Il y a quelque chose de pas clair autour de l'identité de Beam. Il a 19 ans. C'est un Sheetmire, mais "il croyait à présent les rumeurs qu'il avait entendues pendant des années sans leur apporter de crédit : qu'il n'était pas sheetmin parce que un autre sang fiévreux rugissait dans ses veines."

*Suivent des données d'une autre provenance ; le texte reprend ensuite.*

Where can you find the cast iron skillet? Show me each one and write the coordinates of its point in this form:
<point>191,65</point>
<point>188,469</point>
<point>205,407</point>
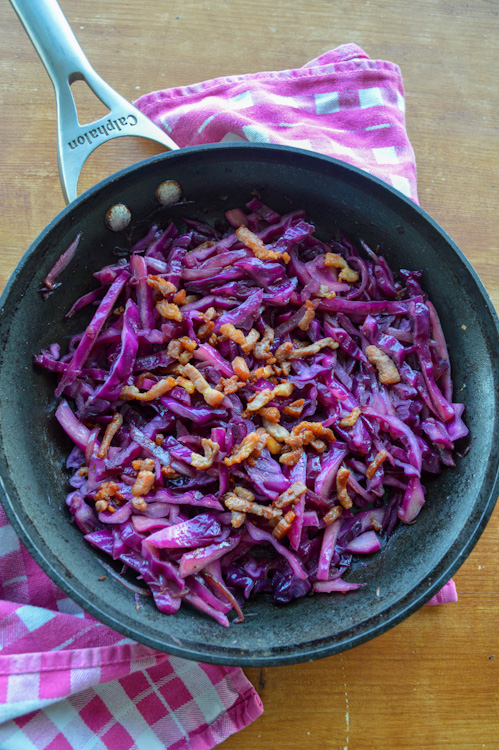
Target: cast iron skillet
<point>417,560</point>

Le jour où son père lui demanda de s'occuper du Ferry pour faire traverser La Gasping  River "...quelqu'un appela Beam depuis le rive opposée. Il entendit à travers la nuit la voix de l'homme arriver sur lui, lugubre et indolente."..."Beam retira les mains de se ses yeux et dévisagea L'homme. Il avait l'air pâle et maladif avec le clair de lune dans son dos, ses bras fêles arqués au-dessus du bastingage. Beam se demanda soudain ce que ça ferait d'entendre un homme se noyer. de l'entendre et de savoir que c'était vous qui avait fait ça.." C'est le début de la descente en enfer.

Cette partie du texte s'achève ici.